Times & Places

Mexico: Other Aspects of the Mexican School of Painting (1920-1930)

Stridentism

The fame and visibility of the Mexican School of Painting, represented by the “Big Three,” often overshadowed other art movements. One of the most avant-garde movements of the time was stridentism, led by poet and public servant Manuel Maples Arce. One evening in December 1921, student and poet Manuel Maples Arce papered walls in Mexico City with his Manifesto actual núm. 1. This radical manifesto, influenced by Italian futurism, dadaism, and ultraism, advocated for cosmopolitan artistic modernization and the superiority of cities, technology, and industry. Arce sought the renewal of artistic language by incorporating urban elements as an essential aspect of nationalism, blurring the borders between everyday life and art. Important artists such as Ramón Alva de la Canal, Germán Cueto, and Fermín Revueltas were part of the movement, which included painting, photography, literature, printmaking, and music.

The movement’s members were key in the development of graphic design in Mexico, using materials and techniques that allowed for mass reproduction such as magazines, engravings, and photographs. During this time, printmaking reached new heights thanks to artwork by groups such as ¡30-30!, the League of Revolutionary Writers and Artists, and, later on, the Popular Graphic Arts Workshop. First introduced by French artist Jean Charlot, printmaking was favored for its easy reproduction, and it was used to promote the groups’ revolutionary ideologies.
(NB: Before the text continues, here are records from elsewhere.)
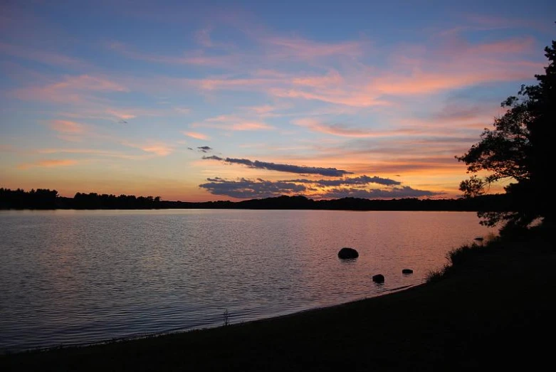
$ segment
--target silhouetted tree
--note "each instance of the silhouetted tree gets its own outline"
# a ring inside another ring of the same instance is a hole
[[[536,75],[536,85],[522,85],[518,97],[502,102],[508,111],[494,120],[494,129],[485,129],[481,141],[463,156],[456,156],[467,165],[468,173],[486,171],[460,184],[466,196],[481,195],[491,183],[503,179],[515,181],[505,187],[510,210],[479,212],[481,223],[505,227],[526,227],[538,218],[554,220],[551,173],[556,145],[556,41],[545,48],[549,64],[545,74]]]

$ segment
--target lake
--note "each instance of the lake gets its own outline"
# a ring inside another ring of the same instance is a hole
[[[449,250],[497,232],[471,212],[0,211],[0,350],[372,297],[424,282]],[[342,247],[359,258],[339,260]]]

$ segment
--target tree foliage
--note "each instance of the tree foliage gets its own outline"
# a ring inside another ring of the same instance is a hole
[[[456,156],[467,165],[468,173],[487,173],[460,184],[466,197],[484,193],[493,182],[511,180],[505,191],[511,196],[513,211],[480,212],[484,225],[503,221],[506,227],[528,226],[538,218],[554,220],[550,200],[556,145],[556,41],[545,52],[549,64],[545,74],[535,76],[537,85],[522,85],[517,97],[503,101],[501,105],[508,111],[495,119],[494,129],[486,129],[478,143]]]

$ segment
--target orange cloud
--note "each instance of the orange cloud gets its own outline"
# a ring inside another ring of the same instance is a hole
[[[77,164],[76,160],[71,159],[51,159],[51,160],[40,160],[35,163],[26,163],[17,166],[19,169],[27,169],[33,167],[45,167],[50,168],[52,166],[63,166],[68,165],[73,165]]]
[[[247,130],[270,130],[274,127],[268,124],[257,121],[243,119],[235,115],[219,115],[209,117],[201,122],[191,124],[192,127],[218,128],[223,130],[247,131]]]

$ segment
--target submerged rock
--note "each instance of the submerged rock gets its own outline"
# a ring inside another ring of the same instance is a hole
[[[353,248],[345,247],[338,252],[338,257],[342,260],[350,258],[357,258],[359,257],[359,253]]]
[[[377,283],[383,283],[384,282],[384,276],[382,274],[377,274],[372,276],[372,281]]]

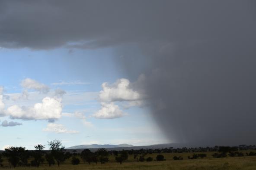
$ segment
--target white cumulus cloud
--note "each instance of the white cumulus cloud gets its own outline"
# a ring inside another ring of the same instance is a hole
[[[49,88],[48,86],[30,78],[22,80],[21,85],[24,88],[34,90],[44,93],[49,92]]]
[[[123,116],[125,114],[114,102],[101,103],[101,108],[93,116],[99,119],[114,119]]]
[[[61,124],[48,124],[47,127],[43,129],[44,132],[54,132],[57,133],[77,133],[79,132],[76,130],[69,130]]]
[[[99,95],[99,99],[103,102],[137,100],[141,99],[140,93],[131,87],[128,80],[125,78],[118,79],[112,84],[103,83],[102,90]]]
[[[52,120],[60,118],[62,111],[61,99],[46,97],[33,107],[12,105],[7,108],[6,114],[13,119]]]
[[[3,122],[2,122],[2,124],[1,125],[4,127],[14,127],[15,126],[18,126],[18,125],[22,125],[22,124],[21,123],[19,123],[17,122],[13,122],[11,121],[8,122],[7,121],[4,121]]]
Aesthetic Alternatives, __Experimental Photography, and Visions of the Future

As the Mexican School of Painting developed a visual language closely related to nationalism, other forms of artistic expression were emerging and trying to position themselves as alternatives. Artists such as Manuel Rodríguez Lozano and Abraham Ángel diverged from the nationalist languages and created styles of their own. In some cases, the city held a primordial place.
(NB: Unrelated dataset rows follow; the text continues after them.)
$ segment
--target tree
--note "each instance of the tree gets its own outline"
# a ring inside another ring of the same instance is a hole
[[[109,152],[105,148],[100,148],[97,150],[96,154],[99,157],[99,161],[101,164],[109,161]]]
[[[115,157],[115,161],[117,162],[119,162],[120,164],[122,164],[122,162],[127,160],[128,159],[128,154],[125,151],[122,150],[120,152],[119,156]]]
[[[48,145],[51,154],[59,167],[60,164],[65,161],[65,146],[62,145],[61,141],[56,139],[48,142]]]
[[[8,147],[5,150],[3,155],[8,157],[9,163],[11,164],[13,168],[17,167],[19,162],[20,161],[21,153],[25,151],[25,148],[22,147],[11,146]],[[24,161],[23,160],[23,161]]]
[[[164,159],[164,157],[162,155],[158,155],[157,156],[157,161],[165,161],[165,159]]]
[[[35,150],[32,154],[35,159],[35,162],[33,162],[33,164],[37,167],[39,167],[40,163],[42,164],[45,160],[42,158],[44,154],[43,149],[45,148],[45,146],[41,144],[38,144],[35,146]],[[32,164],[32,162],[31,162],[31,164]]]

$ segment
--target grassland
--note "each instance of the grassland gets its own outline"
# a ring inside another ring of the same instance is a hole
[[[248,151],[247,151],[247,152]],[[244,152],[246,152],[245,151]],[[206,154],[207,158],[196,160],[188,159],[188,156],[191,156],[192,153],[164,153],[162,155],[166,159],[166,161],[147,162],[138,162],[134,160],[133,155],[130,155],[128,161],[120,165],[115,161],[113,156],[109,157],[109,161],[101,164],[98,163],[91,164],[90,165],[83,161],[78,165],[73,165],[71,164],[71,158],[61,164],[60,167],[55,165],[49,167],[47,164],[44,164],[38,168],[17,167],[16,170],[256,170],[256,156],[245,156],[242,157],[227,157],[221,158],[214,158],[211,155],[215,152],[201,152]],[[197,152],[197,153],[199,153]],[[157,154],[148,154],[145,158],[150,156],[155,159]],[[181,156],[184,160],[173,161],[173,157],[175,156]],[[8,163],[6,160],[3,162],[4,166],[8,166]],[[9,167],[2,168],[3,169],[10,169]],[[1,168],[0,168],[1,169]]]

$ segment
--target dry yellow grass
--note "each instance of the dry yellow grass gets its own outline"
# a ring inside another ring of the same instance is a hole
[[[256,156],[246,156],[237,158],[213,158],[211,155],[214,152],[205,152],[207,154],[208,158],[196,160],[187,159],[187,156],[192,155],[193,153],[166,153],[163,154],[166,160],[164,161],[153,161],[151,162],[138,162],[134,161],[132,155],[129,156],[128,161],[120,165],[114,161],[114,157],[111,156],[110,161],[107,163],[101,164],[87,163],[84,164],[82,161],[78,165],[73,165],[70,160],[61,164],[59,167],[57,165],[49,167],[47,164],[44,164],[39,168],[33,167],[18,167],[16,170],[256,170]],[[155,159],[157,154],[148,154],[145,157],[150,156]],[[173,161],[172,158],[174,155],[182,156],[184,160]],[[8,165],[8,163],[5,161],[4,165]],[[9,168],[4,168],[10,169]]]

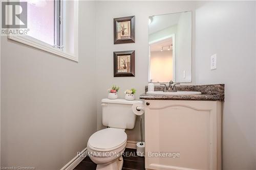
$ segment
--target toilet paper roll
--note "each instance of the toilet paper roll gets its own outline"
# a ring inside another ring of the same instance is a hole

Manuel Álvarez Bravo and Tina Modotti—an Italian who lived in Mexico between the years 1923 and 1930—were two artists fascinated by the advances of modernity in the Mexican metropolis. They not only photographed social movements, but also experimented with light and composition. Their analysis consisted of studying geometric shapes that evoked a new, avant-garde visual language. At the same time, Gerardo Murillo, known as “Dr. Atl,” used optics to research the effects produced by light and color on painting’s visual language, through which he suggested the renewal of this genre by incorporating futurist elements. Works of this period exemplify Mexican art’s innovation and exploration of different techniques.

Adapted from

  • México 1900-1950: Diego Rivera, Frida Kahlo, José Clemente Orozco, and the Avant Garde, Gallery text [Other Aspects of the Mexican School of Painting; Aesthetic Alternatives; Experimental Photography and Visions of the Future; Stridentism; The Masks of Cueto], 2017.